GNU/Linux: Live Patching, Gravity of Kubernetes, Welcome to 2018

  • How Live Patching Has Improved Xen Virtualization
    The open-source Xen virtualization hypervisor is widely deployed by enterprises and cloud providers alike, which benefit from the continuous innovation that the project delivers. In a video interview with ServerWatch, Lars Kurth, Chairman of the Xen Project Advisory Board and Director, Open Source Solutions at Citrix, details some of the recent additions to Xen and how they are helping move the project forward.

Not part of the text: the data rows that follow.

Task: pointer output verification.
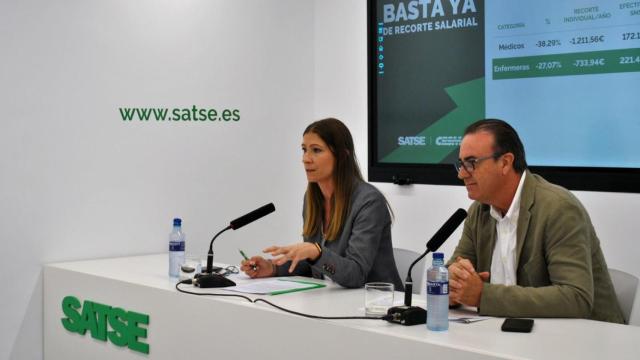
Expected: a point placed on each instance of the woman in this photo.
(347, 225)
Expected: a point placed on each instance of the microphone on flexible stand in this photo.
(210, 279)
(413, 315)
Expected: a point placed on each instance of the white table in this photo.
(185, 326)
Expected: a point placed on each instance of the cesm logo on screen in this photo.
(412, 140)
(448, 140)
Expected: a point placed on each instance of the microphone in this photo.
(412, 315)
(252, 216)
(215, 280)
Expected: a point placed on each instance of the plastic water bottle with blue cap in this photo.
(438, 294)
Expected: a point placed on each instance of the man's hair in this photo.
(506, 140)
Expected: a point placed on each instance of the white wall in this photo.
(78, 182)
(340, 81)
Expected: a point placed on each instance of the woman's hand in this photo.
(295, 253)
(257, 266)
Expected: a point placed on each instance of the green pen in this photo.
(253, 267)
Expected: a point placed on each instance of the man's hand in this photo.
(465, 284)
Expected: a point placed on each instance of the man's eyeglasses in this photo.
(470, 164)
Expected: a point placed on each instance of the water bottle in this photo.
(438, 295)
(176, 248)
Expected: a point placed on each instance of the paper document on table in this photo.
(466, 315)
(274, 286)
(468, 319)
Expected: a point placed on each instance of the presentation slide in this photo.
(565, 74)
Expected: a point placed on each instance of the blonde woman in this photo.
(347, 222)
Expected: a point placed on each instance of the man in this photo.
(528, 247)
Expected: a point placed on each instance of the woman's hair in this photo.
(345, 173)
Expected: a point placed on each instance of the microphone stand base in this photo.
(212, 281)
(407, 315)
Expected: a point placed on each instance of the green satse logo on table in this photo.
(104, 322)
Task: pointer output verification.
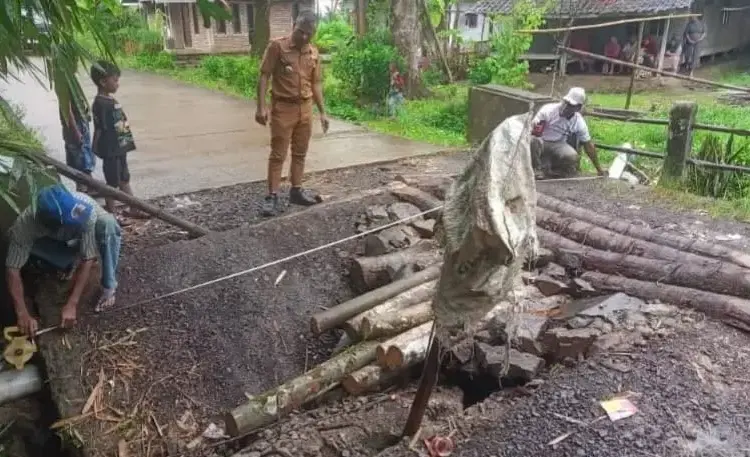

  • The Gravity of Kubernetes
    Most new internet businesses started in the foreseeable future will leverage Kubernetes (whether they realize it or not). Many old applications are migrating to Kubernetes too. Before Kubernetes, there was no standardization around a specific distributed systems platform. Just like Linux became the standard server-side operating system for a single node, Kubernetes has become the standard way to orchestrate all of the nodes in your application. With Kubernetes, distributed systems tools can have network effects. Every time someone builds a new tool for Kubernetes, it makes all the other tools better. And it further cements Kubernetes as the standard.
  • Welcome to 2018
    The image of the technology industry as a whole suffered in 2017, and that process is likely to continue this year as well. That should lead to an increased level of introspection that will certainly affect the free-software community. Many of us got into free software to, among other things, make the world a better place. It is not at all clear that all of our activities are doing that, or what we should do to change that situation. Expect a lively conversation on how our projects should be run and what they should be trying to achieve. Some of that introspection will certainly carry into projects related to machine learning and similar topics. There will be more interesting AI-related free software in 2018, but it may not all be beneficial. How well will the world be served, for example, by a highly capable, free facial-recognition system and associated global database? Our community will be no more effective than anybody else at limiting progress of potentially freedom-reducing technologies, but we should try harder to ensure that our technologies promote and support freedom to the greatest extent possible. Our 2017 predictions missed the fact that an increasing number of security problems are being found at the hardware level. We'll not make the same mistake in 2018. Much of what we think of as "hardware" has a great deal of software built into it — highly proprietary software that runs at the highest privilege levels and which is not subject to third-party review. Of course that software has bugs and security issues of its own; it couldn't really be any other way. We will see more of those issues in 2018, and many of them are likely to prove difficult to fix.